Pero el trabajo que vosotras, graduadas, habéis hecho lo hicisteis en la clase con vuestros profesores. Ese es el milagro de nuestros días. ¿Por qué no se habla de él? Porque es invisible. No hay gráficos de barras para la enseñanza en el aula. No hay datos de la enseñanza en el aula, y sin embargo está ahí este año y el siguiente y el siguiente.
Decirle a cientos de miles de personas lo que tienen que hacer no es enseñar, es gritar, y ya hay mucho de eso a nuestro alrededor.
Enseñarle a alguien a hacer algo exactamente de la misma manera que siempre lo has hecho tú no es enseñar, es entrenar. Y ya hay mucho de eso también.
Pero la realidad que no es gritar ni entrenar es la enseñanza en el aula. Nadie puede tocarla, nadie puede señalar con el dedo hacia ella. Es tuya para siempre. Cuando crece dentro de ti, está haciendo su trabajo.
Podemos desaparecer. Probablemente no nos volvamos a ver. Las sillas se recogerán. Será como si nunca hubiéramos estado aquí. No habrá nada que podamos contabilizar después de hoy. Pero no todo lo que cuenta puede contabilizarse. No todo lo que importa puede ponerse en una gráfica de quesitos.
La dirección se ha puesto a sí misma un reto exigente: educarnos a todas para una vida de distinción. Nunca podréis hacer una gráfica de eso. No se puede medir y eso es lo que lo hace tan real. Os aconsejo –porque ése es mi cometido– que penséis en las cosas que flotan en el aire: vuestro amor hacia vuestros amigos, el olor de las lilas, el sentimiento de vuestras familias hoy.
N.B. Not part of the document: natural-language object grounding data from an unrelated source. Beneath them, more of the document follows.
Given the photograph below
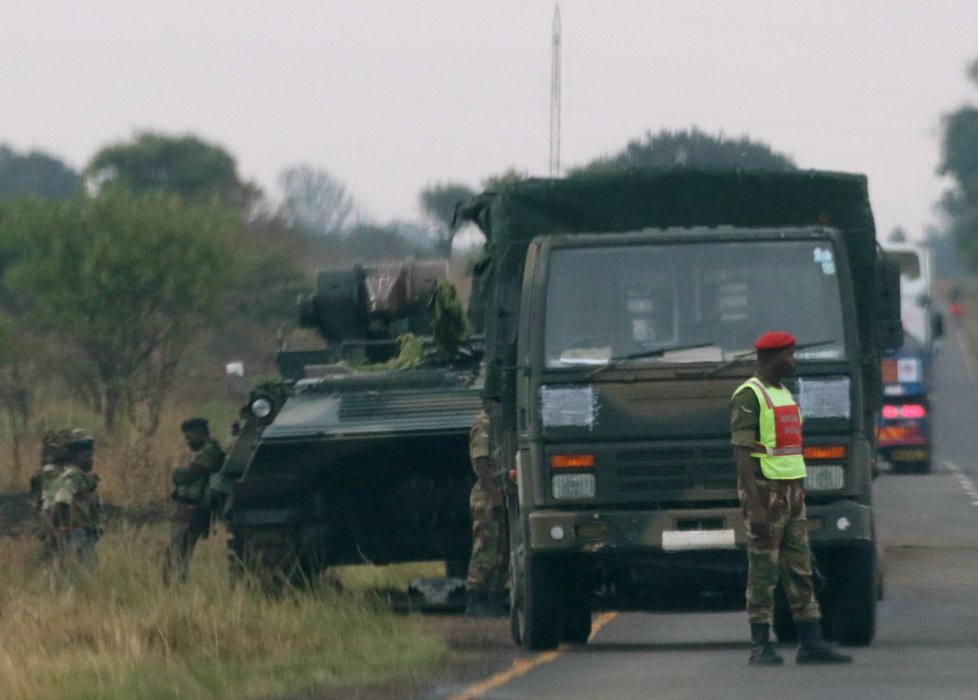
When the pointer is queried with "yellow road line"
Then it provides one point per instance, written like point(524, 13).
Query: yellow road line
point(521, 667)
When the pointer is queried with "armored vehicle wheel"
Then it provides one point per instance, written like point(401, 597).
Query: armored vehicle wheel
point(535, 611)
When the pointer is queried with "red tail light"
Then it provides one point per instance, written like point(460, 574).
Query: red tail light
point(908, 410)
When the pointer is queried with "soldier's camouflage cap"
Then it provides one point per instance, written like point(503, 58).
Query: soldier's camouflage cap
point(53, 444)
point(80, 440)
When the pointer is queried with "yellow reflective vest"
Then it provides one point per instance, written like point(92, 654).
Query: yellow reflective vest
point(779, 446)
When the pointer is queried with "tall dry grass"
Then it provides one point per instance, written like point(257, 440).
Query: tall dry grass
point(117, 632)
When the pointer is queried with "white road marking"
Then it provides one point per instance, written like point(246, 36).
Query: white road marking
point(967, 485)
point(969, 361)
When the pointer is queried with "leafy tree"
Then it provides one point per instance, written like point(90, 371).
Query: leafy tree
point(35, 173)
point(959, 160)
point(438, 203)
point(128, 279)
point(183, 165)
point(692, 148)
point(315, 201)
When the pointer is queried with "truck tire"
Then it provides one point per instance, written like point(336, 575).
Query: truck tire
point(854, 596)
point(576, 616)
point(535, 610)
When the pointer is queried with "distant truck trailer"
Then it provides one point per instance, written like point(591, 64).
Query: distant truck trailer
point(904, 423)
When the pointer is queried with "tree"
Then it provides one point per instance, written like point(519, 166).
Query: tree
point(438, 203)
point(315, 201)
point(183, 165)
point(35, 173)
point(692, 148)
point(128, 279)
point(959, 160)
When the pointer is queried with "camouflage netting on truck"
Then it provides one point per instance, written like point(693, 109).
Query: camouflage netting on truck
point(680, 197)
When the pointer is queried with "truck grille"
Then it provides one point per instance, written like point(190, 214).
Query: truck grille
point(672, 473)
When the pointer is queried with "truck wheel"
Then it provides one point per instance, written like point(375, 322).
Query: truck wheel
point(854, 597)
point(576, 616)
point(535, 613)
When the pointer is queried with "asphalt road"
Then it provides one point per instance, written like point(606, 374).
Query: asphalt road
point(927, 636)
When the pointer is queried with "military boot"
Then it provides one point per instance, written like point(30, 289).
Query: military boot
point(812, 649)
point(761, 651)
point(497, 603)
point(476, 603)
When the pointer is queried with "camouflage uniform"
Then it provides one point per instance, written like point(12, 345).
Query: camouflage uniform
point(785, 554)
point(489, 565)
point(191, 515)
point(53, 459)
point(79, 531)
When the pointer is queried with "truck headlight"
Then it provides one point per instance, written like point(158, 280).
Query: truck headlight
point(825, 477)
point(573, 486)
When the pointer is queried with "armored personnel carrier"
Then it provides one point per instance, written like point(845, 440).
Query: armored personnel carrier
point(360, 454)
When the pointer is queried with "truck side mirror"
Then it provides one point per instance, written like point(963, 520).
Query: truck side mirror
point(889, 328)
point(936, 324)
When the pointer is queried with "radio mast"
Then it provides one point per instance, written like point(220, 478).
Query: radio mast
point(555, 98)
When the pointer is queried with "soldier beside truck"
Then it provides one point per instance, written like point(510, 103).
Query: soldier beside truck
point(617, 315)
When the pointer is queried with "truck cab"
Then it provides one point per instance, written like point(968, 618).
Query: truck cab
point(617, 351)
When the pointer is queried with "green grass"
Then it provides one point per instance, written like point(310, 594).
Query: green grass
point(118, 632)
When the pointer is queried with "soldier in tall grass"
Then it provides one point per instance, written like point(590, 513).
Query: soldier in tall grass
point(191, 515)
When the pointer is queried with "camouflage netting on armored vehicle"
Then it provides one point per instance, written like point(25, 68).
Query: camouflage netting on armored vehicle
point(361, 454)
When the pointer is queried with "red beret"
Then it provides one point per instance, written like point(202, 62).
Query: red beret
point(775, 340)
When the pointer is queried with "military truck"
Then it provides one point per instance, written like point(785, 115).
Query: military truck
point(619, 313)
point(356, 456)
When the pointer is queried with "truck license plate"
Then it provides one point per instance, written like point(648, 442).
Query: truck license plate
point(681, 540)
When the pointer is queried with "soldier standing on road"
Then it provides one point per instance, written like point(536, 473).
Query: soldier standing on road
point(489, 566)
point(72, 503)
point(765, 428)
point(191, 518)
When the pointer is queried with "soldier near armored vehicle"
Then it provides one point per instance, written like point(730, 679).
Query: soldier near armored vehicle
point(489, 566)
point(192, 502)
point(72, 504)
point(765, 428)
point(53, 461)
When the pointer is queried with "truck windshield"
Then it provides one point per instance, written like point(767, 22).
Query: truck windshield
point(698, 302)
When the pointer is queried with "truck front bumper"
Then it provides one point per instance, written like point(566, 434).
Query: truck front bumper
point(643, 532)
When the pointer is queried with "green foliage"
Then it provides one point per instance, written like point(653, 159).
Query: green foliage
point(694, 148)
point(35, 173)
point(128, 278)
point(959, 160)
point(451, 322)
point(438, 203)
point(182, 165)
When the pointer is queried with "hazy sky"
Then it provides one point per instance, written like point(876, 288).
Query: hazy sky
point(391, 96)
No hay nada de esto que os podáis llevar con vosotras. El diploma que recibís será de otra persona.
Todo lo que sea valioso de este momento, y de estos cuatro años, será valioso dentro de vosotras, no fuera.
He sido profesora durante dieciséis años. Los mismos que vosotras habéis pasado en el aula. Empezamos el mismo año. Y espero seguir durante catorce años más. Eso sumará treinta y habrá sido suficiente
Cuando llegue ese día, alguien me traerá una caja y yo pondré en ella una manzana de cerámica que alguien me regaló pensando que sería un símbolo de algo. No tendré nada y esa será la prueba del valor de mi trabajo.
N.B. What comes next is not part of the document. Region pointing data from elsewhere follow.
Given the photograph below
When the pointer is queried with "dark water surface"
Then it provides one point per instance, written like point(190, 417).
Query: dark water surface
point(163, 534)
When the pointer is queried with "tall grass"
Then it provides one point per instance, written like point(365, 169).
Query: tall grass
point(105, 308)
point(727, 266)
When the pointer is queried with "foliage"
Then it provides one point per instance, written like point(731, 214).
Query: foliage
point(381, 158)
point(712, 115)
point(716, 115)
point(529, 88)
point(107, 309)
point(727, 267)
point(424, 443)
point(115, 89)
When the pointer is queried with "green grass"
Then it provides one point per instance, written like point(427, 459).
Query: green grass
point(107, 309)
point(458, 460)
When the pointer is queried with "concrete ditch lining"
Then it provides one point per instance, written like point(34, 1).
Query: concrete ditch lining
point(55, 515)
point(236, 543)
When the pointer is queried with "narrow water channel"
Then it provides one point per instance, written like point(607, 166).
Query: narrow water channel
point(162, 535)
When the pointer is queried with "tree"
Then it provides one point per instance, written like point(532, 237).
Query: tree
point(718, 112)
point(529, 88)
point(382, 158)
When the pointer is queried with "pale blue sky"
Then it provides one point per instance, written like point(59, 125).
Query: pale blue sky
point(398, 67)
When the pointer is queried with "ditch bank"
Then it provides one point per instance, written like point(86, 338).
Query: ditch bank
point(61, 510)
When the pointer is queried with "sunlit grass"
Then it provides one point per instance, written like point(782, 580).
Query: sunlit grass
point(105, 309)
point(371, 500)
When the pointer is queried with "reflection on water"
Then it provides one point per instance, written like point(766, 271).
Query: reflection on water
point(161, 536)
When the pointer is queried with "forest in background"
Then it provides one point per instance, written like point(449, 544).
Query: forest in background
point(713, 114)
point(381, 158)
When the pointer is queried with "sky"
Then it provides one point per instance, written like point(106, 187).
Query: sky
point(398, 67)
Si puedes señalar con el dedo hacia algo, lo puedes perder, o romper, o alguien te lo puede quitar. Mientras esté dentro de ti, no se va a ninguna parte o va a todas partes contigo.
Este día es un día de amor. Es el día del amor de vuestras familias por vosotras, vuestro amor entre vosotras y hacia vuestros profesores, y de vuestros profesores hacia vosotras.
En el futuro, las gráficas de barras podrán venirse abajo; las tablillas de barro, desmenuzarse. Al fin y al cabo sólo están hechas de barro. Pero nuestro amor está aquí para quedarse.
Gracias.
Margaret Edson, El valor de la enseñanza en el aula, fronteraD 17/03/2017
Margaret Edson (Washington D.C., 1961) estudió Historia en el Smith College (Massachusetts). Tras su graduación desempeñó distintos puestos de trabajo: desde vendedora de perritos calientes, a camarera, dependienta en una tienda de bicicletas y secretaria en la unidad de enfermos de cáncer y sida de un hospital de Washington. Esta última experiencia inspiró su obra de teatro Wit, que fue escrita en el verano de 1991 y por la que recibió el premio Pulitzer en 1999. No ha vuelto a publicar desde entonces. En el otoño de 1991 empezó estudios de doctorado en Literatura en la Universidad de Georgetown. Al finalizar, se convirtió en profesora de primaria, profesión que ejerce en la actualidad en un colegio público de Atlanta. Reside en esta ciudad con su pareja, la historiadora de arte Linda Merrill, y sus dos hijos, Timothy Edson Merrill y Peter Edson Merrill.